Laila Hajjali is 28 years old and has two film certificates of achievement in cinematography and film production from PCC. Laila is producer and owner of White Pants Productions, a production company born out of PCC, and continues to work for PCC in their videography and editing department. She actively enlists students to work on her film projects; her most recent project is with PCC student Zack Peter, Sibling Warrior, a documentary film about his family’s approach to his brother’s autism through resources provided by Generation Rescue.
“I learned filmmaking in the E-building at Pasadena City College … I had some really good professors. Lindsey Jang, Peter Soto, Ron Fernando, and Stana Milanovich. All of them taught me so much when it came to filmmaking. I originally wanted to be a director going into the program but then I realized producing was more my specialty. It was in one of the advanced filmmaking classes [that] I realized I wanted to be a producer.
“In one of the advanced classes we had a group. This was the first time I had met a bunch of filmmakers who were really passionate about filmmaking. There were seven films, seven scripts that were written and three got picked. So out of the three that got picked, the director who wrote that script got to direct and everyone else had to go and pick a director to go with.
“I remember I went with Miles Alva, it was a film about Legos. I remember his pitch very well, it was great.

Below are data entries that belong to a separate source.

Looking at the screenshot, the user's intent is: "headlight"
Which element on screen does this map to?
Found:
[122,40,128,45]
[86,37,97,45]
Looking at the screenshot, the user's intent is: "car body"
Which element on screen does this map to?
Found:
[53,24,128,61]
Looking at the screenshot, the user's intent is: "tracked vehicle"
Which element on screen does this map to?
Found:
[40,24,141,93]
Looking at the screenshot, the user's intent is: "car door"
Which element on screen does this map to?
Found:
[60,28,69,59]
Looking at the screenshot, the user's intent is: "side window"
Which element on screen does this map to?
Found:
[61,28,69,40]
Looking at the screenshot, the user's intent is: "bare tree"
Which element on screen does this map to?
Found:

It was a stop motion film and I remember sitting there on Thanksgiving with the director and one of the other crew members and we were literally moving piece by piece these little characters, it was so much fun. Because of that class, everyone from there I had pretty much kept in touch with and we have built a group of filmmakers that’s pretty much family.
“It was time to focus on the company so it became White Pants Productions. Now a video company, we do video and photography and we also create films, which is what we really want to do.

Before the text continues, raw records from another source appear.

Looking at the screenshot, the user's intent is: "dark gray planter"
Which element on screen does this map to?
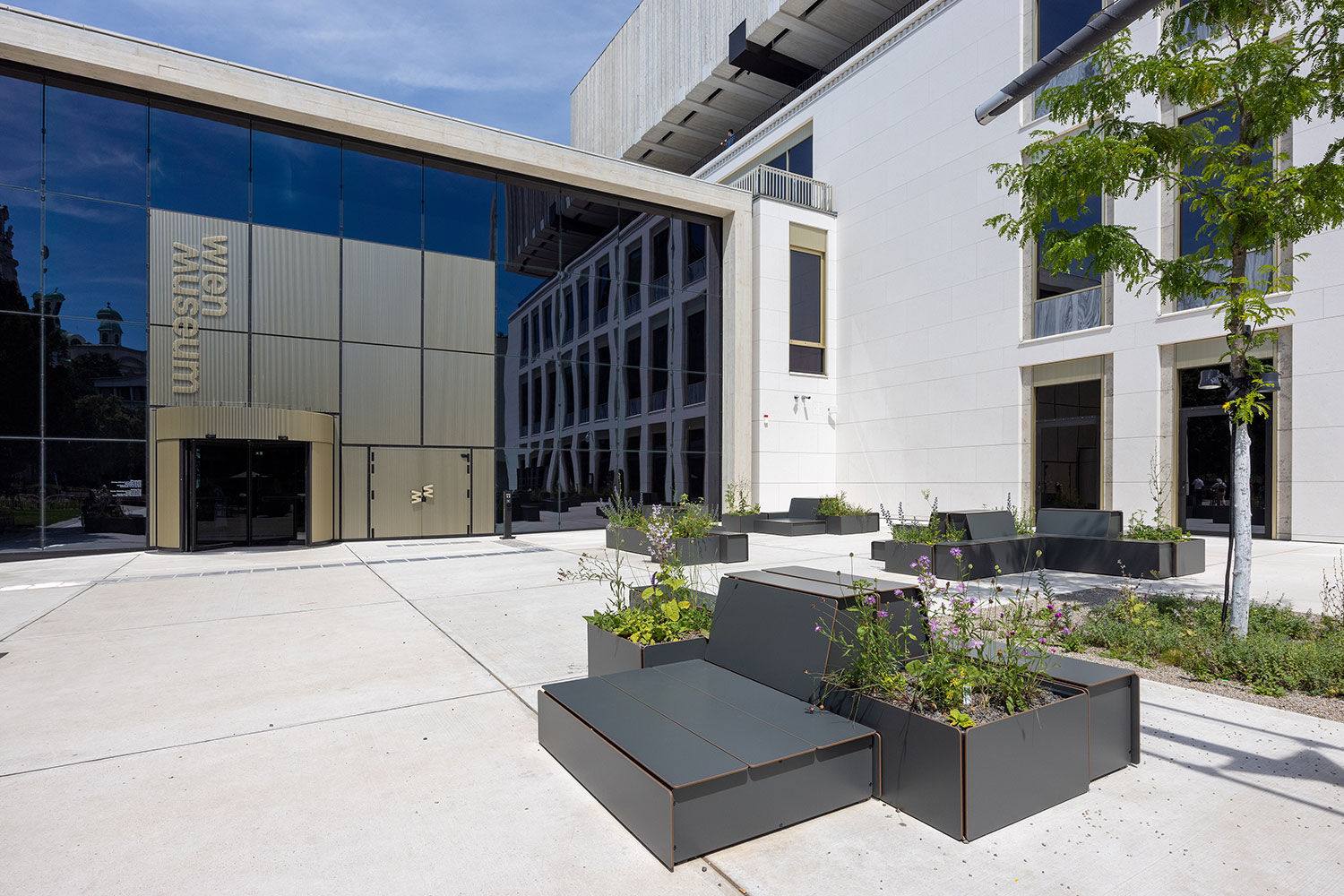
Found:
[822,513,879,535]
[830,683,1090,840]
[719,513,761,532]
[588,622,706,678]
[607,527,749,565]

“The theme of company is inspiration. What inspires you, what inspires people. So anytime someone has a script idea they have to present it to me. And they usually get a five minute pitch. They present the script, they say what the film is about, about what they need, what the goals are with this film. And then if I really like the script. And I think it’s something that an audience would love, because as a producer, I have to make sure the film that I work on an audience would watch it. Because at the end of the day, that’s our end goal. To make sure we have an audience watching it. To either submit to film festivals or theaters. Or international theaters. As a producer, I have to make sure the script I’m working on is good and there’s a good team backing that as well.

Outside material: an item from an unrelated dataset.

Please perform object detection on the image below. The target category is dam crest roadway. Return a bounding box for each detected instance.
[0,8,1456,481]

“At first it’s a pay your dues kinda thing, where you work on it for free we see what you’re good at. But then we place you where we can place you. Which I think is a great networking opportunity for a lot of the students because it also helps to build the company up.
“I do believe that collaboration is very important. If you can’t collaborate with others, don’t go into this industry. Because it is not about you, it is about the collaborative process. It is about everyone. And everyone has to be on the same page. Otherwise nothing is going to get done. You can completely sabotage a film that way. I have worked on productions where a director or producer has completely sabotaged a proiect. It’s not only that, but you can lose friendships, too. It sucks, it does. But collaboration is major in this industry.”